Вы МОЖЕТЕ сделать полное шифрование диска (плохая идея, поскольку вы не сможете расшифровать свой компьютер через SSH), или вам придется разблокировать шифрование, но затем вы получите сервер, который не может быть перезагружен, не беспокоясь об обслуживании впоследствии.
Если вы уже зашифровали свою домашнюю папку, то вы можете легко указать apache для чтения подкаталога внутри ~ / через символическую ссылку.
Так я настроил свою систему. Я создал символическую ссылку в /var/www, которая указывает на папку внутри моей домашней папки (т. Е. ln -s /home/francesco/www/default /var/www/default)
Найдите под моим /var/www контентом:
root@Terminus:/var/www# ls -lah
total 8K
drwxr-xr-x 4 francesco www-data 4.0K Mar 24 14:52 .
drwxr-xr-x 15 root root 4.0K Feb 7 09:46 ..
lrwxrwxrwx 1 francesco www-data 28 Mar 24 14:52 default -> /home/francesco/www/default/
Теперь вы должны добавьте apache (www-data) в свою группу и наоборот:
usermod -a -G www-data francesco
usermod -a -G francesco www-data
Я сделал это, потому что мне нужно запускать PHP-сценарии в командной строке от моего пользователя, а apache все равно должен читать и писать то же файлы (но я думаю, вы можете использовать setfacl ).

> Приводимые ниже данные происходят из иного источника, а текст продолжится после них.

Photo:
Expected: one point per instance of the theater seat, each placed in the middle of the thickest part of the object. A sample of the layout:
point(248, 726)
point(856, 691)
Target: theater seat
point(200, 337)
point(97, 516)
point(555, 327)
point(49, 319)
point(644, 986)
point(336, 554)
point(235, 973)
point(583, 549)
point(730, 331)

Теперь вы должны изменить разрешения вашей домашней папки и разрешения для корневой папки вашего документа (в моем случае ~/www/default). Пожалуйста, будьте осторожны и не запускайте команду chmod , используя рекурсивную опцию в вашей домашней папке, используйте ее только в корневой папке документа следующим образом:
sudo chmod 0755 /home/francesco
sudo chmod -R 0755 /home/francesco/www
Я бы посоветовал вам шифровать только файлы в папке www, а не шифровать всю папку. То же самое расшифровывается в памяти при вызове файла.